Loi PACTE : quid de la prescription des actions en nullité des titres de propriété industrielle ?
Les aspects de propriété industrielle du projet de loi PACTE se concentrent sur une réforme de l’INPI. Les débats relatifs à cette réforme ont éclipsé l’amendement proposant l’imprescriptibilité des actions en nullité des titres de propriété industrielle, qui a été présenté puis retiré lors des débats à l’Assemblée Nationale, bien que ledit amendement soit d’une importance fondamentale.

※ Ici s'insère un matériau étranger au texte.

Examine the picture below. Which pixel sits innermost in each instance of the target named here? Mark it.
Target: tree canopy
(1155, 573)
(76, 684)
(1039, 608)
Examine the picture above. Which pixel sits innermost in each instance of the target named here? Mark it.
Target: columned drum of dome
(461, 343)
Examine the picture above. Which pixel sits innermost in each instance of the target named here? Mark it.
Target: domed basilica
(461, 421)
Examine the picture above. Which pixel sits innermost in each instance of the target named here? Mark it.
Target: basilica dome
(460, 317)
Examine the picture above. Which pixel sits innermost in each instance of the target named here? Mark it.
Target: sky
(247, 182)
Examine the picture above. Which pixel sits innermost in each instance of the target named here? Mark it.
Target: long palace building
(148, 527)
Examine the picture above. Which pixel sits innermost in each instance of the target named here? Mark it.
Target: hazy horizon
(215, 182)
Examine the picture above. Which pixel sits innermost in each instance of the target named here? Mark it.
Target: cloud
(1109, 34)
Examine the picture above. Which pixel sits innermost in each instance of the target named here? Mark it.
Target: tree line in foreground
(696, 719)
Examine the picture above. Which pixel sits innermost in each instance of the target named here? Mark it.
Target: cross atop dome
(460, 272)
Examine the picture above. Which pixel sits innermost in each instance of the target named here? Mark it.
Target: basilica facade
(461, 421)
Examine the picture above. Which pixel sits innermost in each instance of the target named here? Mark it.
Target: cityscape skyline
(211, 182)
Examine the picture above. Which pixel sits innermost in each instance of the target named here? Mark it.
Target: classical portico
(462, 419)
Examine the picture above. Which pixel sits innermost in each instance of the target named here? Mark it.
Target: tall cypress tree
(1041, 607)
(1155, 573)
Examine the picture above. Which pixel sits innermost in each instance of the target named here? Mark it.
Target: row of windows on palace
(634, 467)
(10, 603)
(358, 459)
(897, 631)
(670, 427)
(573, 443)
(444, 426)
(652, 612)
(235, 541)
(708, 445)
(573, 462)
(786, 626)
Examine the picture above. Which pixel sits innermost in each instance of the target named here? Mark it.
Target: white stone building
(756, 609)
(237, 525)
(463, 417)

La précision selon laquelle les actions en nullité des titres de propriété industrielle sont imprescriptibles apparaissait salutaire. En effet, pour rappel, la jurisprudence récente applique la prescription quinquennale de droit commun de l’article 2224 du Code civil auxdites actions. Or, au-delà des discussions relatives à la légitimité de cette application, tout un chacun s’accorde à dire qu’elle est inopportune, en particulier du fait du caractère flottant du point de départ à partir duquel la prescription commence à courir (« à compter du jour où le titulaire d’un droit a connu ou aurait dû connaître les faits lui permettant de l’exercer« ). Ainsi, en droit des brevets par exemple, la jurisprudence a notamment admis que ce point de départ pouvait se situer autant à la date du dépôt de la demande de brevet qu’à la date de la publication de la mention de délivrance ou encore à la date de la mise en demeure du breveté.
Deux motifs ont justifié le rejet de l’amendement en cause. D’abord, l’ordonnance n° 2018-341 du 9 mai 2018 relative au brevet européen à effet unitaire et à la juridiction unifiée du brevet inclut déjà une telle imprescriptibilité en droit des brevets.

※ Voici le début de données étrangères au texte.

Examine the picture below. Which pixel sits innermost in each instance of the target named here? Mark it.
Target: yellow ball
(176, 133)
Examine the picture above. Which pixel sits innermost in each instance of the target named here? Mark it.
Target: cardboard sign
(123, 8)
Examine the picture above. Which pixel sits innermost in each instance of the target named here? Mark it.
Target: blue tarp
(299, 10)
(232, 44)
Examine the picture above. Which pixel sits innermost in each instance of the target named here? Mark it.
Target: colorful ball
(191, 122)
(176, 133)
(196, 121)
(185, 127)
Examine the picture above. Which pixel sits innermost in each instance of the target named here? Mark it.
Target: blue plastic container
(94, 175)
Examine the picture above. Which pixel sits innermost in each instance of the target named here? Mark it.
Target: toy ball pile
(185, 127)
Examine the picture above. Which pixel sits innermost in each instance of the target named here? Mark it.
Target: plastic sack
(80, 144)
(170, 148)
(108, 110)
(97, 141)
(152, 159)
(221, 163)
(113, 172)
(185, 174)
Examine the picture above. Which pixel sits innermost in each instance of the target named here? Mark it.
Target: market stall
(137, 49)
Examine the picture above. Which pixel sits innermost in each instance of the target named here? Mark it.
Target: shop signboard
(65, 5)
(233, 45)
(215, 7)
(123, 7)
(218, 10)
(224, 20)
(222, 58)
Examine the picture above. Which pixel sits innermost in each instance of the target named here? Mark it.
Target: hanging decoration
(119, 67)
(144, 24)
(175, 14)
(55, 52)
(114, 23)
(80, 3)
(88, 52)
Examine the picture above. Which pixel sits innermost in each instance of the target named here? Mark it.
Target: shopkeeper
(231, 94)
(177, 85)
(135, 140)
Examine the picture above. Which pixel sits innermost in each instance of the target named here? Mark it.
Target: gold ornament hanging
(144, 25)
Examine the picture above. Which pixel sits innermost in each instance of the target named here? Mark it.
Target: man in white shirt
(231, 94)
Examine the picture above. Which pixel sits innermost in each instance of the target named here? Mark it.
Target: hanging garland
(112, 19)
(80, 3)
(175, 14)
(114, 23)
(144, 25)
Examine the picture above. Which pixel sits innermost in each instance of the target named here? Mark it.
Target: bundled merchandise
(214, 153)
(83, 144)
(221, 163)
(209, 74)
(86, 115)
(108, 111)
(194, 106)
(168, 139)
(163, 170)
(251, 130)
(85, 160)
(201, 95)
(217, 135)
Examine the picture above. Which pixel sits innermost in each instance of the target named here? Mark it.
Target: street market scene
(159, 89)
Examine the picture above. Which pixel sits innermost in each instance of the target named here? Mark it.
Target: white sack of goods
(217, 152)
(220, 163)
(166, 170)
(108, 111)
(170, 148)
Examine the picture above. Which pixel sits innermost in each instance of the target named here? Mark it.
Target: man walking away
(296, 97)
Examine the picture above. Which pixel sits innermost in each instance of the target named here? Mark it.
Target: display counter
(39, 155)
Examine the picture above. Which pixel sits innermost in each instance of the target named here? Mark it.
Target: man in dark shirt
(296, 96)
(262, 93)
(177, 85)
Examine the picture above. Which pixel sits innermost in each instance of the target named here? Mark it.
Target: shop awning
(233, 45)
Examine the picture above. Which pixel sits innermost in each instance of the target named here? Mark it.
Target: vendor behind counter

Ensuite, la transposition de la directive n° 2015/2436 du 16 décembre 2015 rapprochant les législations des États membres sur les marques (réforme dite du « Paquet Marques ») permettra très prochainement d’en faire de même en droit des marques. Ces arguments ne résistent néanmoins pas à l’analyse.
D’une part, l’entrée en vigueur de l’ordonnance du 9 mai 2018 dépend de la ratification de la JUB (qui demeure pour l’instant remise aux calendes grecques, ou plutôt allemandes, dans la mesure où la ratification par l’Allemagne est bloquée depuis un recours devant sa Cour constitutionnelle) et elle ne comprend pas de disposition transitoire.

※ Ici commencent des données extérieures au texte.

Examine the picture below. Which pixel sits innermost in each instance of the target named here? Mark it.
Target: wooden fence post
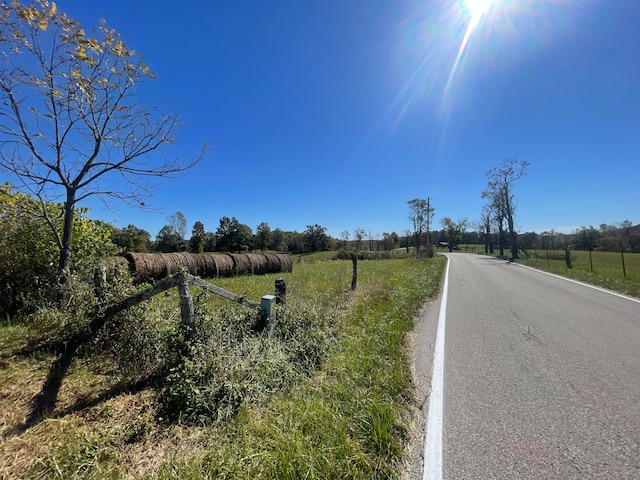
(354, 277)
(186, 304)
(281, 291)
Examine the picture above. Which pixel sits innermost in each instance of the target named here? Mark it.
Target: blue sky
(339, 112)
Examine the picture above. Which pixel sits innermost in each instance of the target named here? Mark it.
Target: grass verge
(347, 417)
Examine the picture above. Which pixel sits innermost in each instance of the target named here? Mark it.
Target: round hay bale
(224, 265)
(241, 264)
(258, 263)
(210, 268)
(114, 266)
(273, 263)
(286, 264)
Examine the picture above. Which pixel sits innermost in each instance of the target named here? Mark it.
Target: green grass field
(607, 267)
(348, 414)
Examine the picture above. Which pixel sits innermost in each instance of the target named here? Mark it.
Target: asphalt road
(541, 376)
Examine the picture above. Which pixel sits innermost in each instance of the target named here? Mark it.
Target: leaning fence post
(354, 277)
(281, 291)
(186, 304)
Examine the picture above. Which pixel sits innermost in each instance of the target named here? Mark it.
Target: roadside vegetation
(327, 395)
(608, 271)
(607, 268)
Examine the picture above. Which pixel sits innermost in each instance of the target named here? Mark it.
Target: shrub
(29, 252)
(230, 362)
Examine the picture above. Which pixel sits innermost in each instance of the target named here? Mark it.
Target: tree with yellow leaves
(68, 116)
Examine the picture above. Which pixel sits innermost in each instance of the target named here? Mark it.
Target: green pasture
(607, 268)
(328, 395)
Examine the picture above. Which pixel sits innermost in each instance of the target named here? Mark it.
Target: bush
(29, 253)
(230, 362)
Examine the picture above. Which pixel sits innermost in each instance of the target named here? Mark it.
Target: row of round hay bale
(285, 264)
(146, 266)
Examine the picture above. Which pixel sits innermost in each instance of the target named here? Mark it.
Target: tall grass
(607, 268)
(326, 396)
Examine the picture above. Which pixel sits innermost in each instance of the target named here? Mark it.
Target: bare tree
(69, 122)
(500, 191)
(420, 214)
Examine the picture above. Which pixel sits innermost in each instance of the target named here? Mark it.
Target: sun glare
(477, 8)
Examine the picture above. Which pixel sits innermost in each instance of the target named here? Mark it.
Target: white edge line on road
(626, 297)
(433, 449)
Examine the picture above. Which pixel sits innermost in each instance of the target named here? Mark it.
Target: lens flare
(477, 8)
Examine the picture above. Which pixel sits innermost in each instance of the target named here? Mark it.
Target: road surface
(540, 377)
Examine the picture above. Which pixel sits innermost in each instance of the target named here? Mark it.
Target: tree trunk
(67, 237)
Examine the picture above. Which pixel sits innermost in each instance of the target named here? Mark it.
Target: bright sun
(477, 8)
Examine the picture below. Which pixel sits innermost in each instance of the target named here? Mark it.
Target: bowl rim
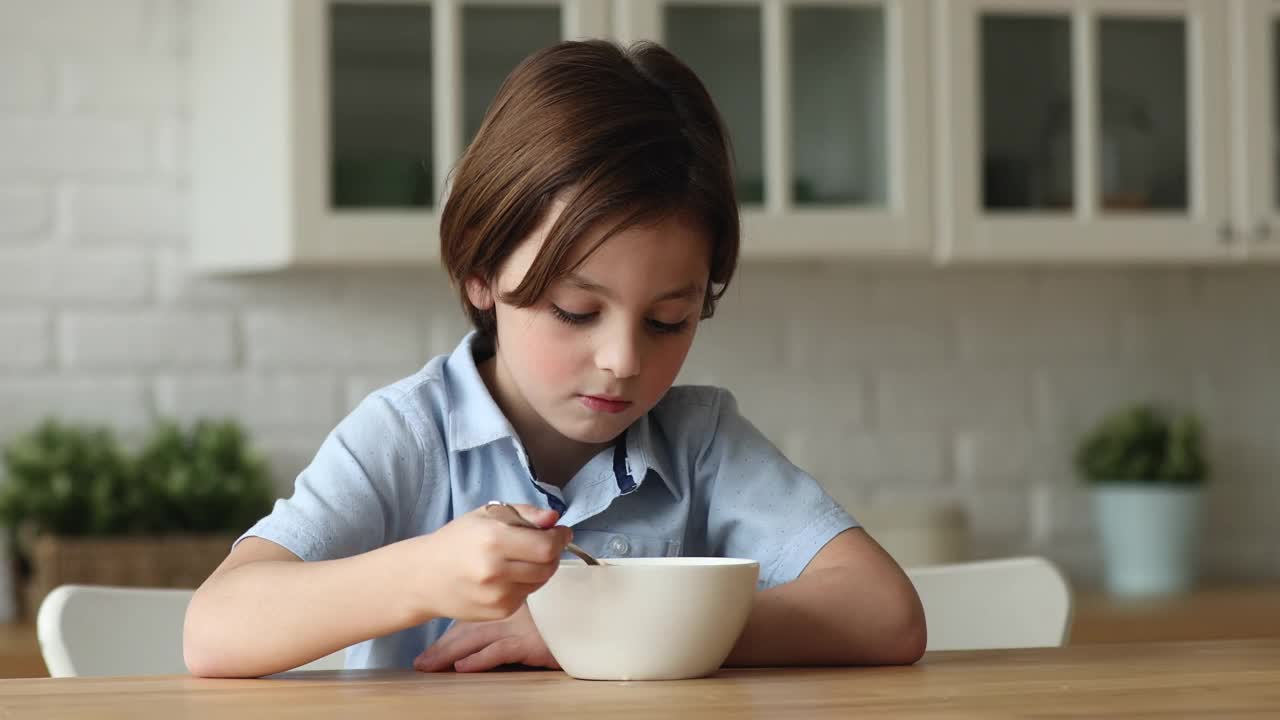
(666, 563)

D’autre part, s’il est vrai que le cas du droit des marques pourrait peut-être prochainement connaitre une issue heureuse, il en va différemment des autres titres de propriété industrielle.
Il ne fait pourtant aucun doute que l’application de la prescription quinquennale aux actions en nullité est inopportune, ne serait-ce qu’en raison de la fonction de purge exercée par ces actions face à des titres nuls constituant autant d’exceptions injustifiées à la liberté du commerce. Un nouvel amendement proposant l’imprescriptibilité de toutes les actions en nullité serait donc opportun lors des débats au Sénat. Dans ce cas, des dispositions provisoires seraient indispensables pour que la nouvelle loi soit applicable à tous les titres produisant leurs effets à la date de son entrée en vigueur et éviter ainsi que la jurisprudence récente ne perdure.
Une telle initiative mettrait enfin un point final à une triste saga dont les milieux intéressés préféreraient qu’elle devienne au plus tôt un lointain souvenir.